The other two blocks have four points each. In the part of energy, it is about strengthening the legal and administrative framework for the use of high energy efficiency standards, preparation in the second quarter of the Action Plan for the restoration of the energy infrastructure destroyed by Russia with reference to the goals of the green transition and progress by the end of the year in the implementation of the road map for the integration of the e/e market with European
Another point is regarding improving the work of the gas sector by electing the Supervisory Board of Naftogaz of Ukraine and certifying the gas storage operator in the first quarter and launching in the second quarter the corporate restructuring of the Operator of the Gas Transport System of Ukraine in accordance with the agreed target model.

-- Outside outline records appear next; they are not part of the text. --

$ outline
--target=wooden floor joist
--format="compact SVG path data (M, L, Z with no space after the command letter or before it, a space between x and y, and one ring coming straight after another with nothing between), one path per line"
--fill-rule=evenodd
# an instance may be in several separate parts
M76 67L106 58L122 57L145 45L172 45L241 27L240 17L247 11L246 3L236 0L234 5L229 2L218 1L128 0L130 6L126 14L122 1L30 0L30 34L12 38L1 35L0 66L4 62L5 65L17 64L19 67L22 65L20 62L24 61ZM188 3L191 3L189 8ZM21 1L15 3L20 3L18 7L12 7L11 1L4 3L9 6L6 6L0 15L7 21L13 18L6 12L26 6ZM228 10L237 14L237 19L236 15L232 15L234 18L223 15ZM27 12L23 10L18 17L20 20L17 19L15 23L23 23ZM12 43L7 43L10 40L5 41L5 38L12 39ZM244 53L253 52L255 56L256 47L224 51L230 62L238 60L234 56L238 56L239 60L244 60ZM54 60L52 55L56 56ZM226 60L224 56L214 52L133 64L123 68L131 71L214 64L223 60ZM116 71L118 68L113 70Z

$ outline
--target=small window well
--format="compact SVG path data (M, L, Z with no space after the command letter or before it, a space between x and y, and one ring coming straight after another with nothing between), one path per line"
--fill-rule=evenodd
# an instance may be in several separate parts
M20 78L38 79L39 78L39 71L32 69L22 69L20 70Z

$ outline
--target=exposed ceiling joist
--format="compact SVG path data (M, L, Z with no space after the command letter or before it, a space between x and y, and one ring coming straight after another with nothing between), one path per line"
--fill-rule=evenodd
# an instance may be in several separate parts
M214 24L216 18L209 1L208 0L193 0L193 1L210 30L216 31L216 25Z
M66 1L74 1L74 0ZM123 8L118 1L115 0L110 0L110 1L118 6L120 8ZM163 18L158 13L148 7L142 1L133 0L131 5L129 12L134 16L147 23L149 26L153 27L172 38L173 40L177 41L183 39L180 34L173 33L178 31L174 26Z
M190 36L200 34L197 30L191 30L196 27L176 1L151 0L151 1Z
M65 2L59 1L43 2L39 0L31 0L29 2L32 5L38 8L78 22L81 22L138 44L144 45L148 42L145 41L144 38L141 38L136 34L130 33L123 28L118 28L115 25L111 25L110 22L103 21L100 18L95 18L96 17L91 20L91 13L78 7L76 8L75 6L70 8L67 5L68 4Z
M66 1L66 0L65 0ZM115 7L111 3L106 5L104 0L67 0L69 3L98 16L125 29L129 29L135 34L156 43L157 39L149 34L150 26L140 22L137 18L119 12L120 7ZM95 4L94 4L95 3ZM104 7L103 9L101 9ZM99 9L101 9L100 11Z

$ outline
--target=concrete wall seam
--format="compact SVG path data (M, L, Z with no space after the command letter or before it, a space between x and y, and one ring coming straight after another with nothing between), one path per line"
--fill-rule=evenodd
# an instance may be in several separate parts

Finally, in the “Macro-Financial Stability” section, a roadmap echoes the Memorandum with the IMF for the phasing out of temporary emergency tax measures in the first half of the year and measures to support the stability of the banking system. Two other items with a deadline in the third quarter relate to the improvement of the bankruptcy procedure, in particular with the possibility of writing off the debts of individuals, as in the EU, and the strengthening of the insurance market with verification by the National Bank of Ukraine of the ownership structures of insurers and their compliance with prudential requirements.
The memorandum also provides for reporting on the use of funds and monitoring of the macroeconomic and fiscal situation and structural policies.
As reported, on January 17, the European Commission allocated the first tranche of EUR3 billion to Ukraine.
The monthly need to finance the deficit of the state budget in 2022, according to the Ministry of Finance and the government, was about $5 billion, but only in December this amount was fully raised from external sources, while in the remaining months the National Bank had to cover the shortfall in the form of the purchase of OVDP – for the total the amount of UAH 400 billion per year.
This year, the government plans to reduce the state budget deficit to $3-4 billion per month (a total of $38 billion per year), counting on funding from the US, the IMF and the EU, as well as to attract $17 billion for emergency recovery.
According to the Ministry of Finance, the total amount of EU macro-financial assistance received since the beginning of the war reached EUR 10.96 billion. Another $626 million was allocated in the form of grants.